Click Here!
      "Gerçekten" haber verir 12 Nisan 2007
Mehmet Fırıncı ve Mehmet Kutlular ; Mehmet Emin Birinci'yi anlattı...indirmek ve dinlemek için tıklayınız

Eski tarihli sayılar

Görüş, teklif ve
eleştirilerinizi
[email protected]
adresine bekliyoruz.
 

M. Latif SALİHOĞLU

Darbe mantığı



Dünkü "tarih köşesi" yazımızda, 27 Mayıs darbecilerinin o kanlı günü nasıl "resmî bayram" olarak ilân ettiklerini anlatmıştık.

Aşağıda gördüğünüz bugünkü tarih köşesi yazısında ise, aynı ihtilâlcilerin Üstad Bediüzzaman'ın temeline harç koyduğu Isparta Tugay Camiine nasıl darbe vurduklarının hikâyesi anlatılıyor.

Darbecilerin marifetlerini gün gün yazmak mümkün. İlla ki, yıkmak, tahrip etmek babında birşeyler yaparlar.
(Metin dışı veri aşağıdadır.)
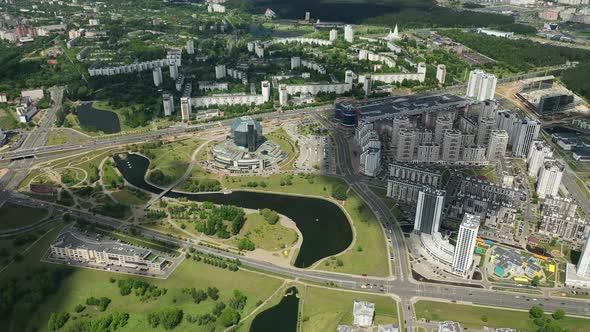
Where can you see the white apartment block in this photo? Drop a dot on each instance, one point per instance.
(69, 246)
(549, 178)
(537, 154)
(463, 256)
(481, 86)
(525, 131)
(405, 144)
(157, 75)
(168, 103)
(349, 33)
(441, 73)
(451, 146)
(497, 145)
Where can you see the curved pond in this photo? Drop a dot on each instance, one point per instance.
(93, 119)
(324, 226)
(283, 315)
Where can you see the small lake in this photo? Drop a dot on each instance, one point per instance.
(325, 228)
(282, 317)
(92, 119)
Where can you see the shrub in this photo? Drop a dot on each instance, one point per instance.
(57, 320)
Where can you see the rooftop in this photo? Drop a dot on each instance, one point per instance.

Asarlar, keserler, yakarlar, yıkarlar. Hiçbir şey bulamazlarsa, mezarında yatana dahi müdahale ederler. Nitekim etmişler: Meselâ, Tugay Camiinin temeline ilk harcı koyan Üstad Bediüzzaman'ın naaşını, medfun bulunduğu Urfa'dan alıp bir meçhûle götürmüşler.

Esasen, böylesi şeyler, darbe ve darbeci mantığının bir mahsûlüdür.

Darbeciler, sürekli şekilde neyi nasıl yıkacaklarını düşünür.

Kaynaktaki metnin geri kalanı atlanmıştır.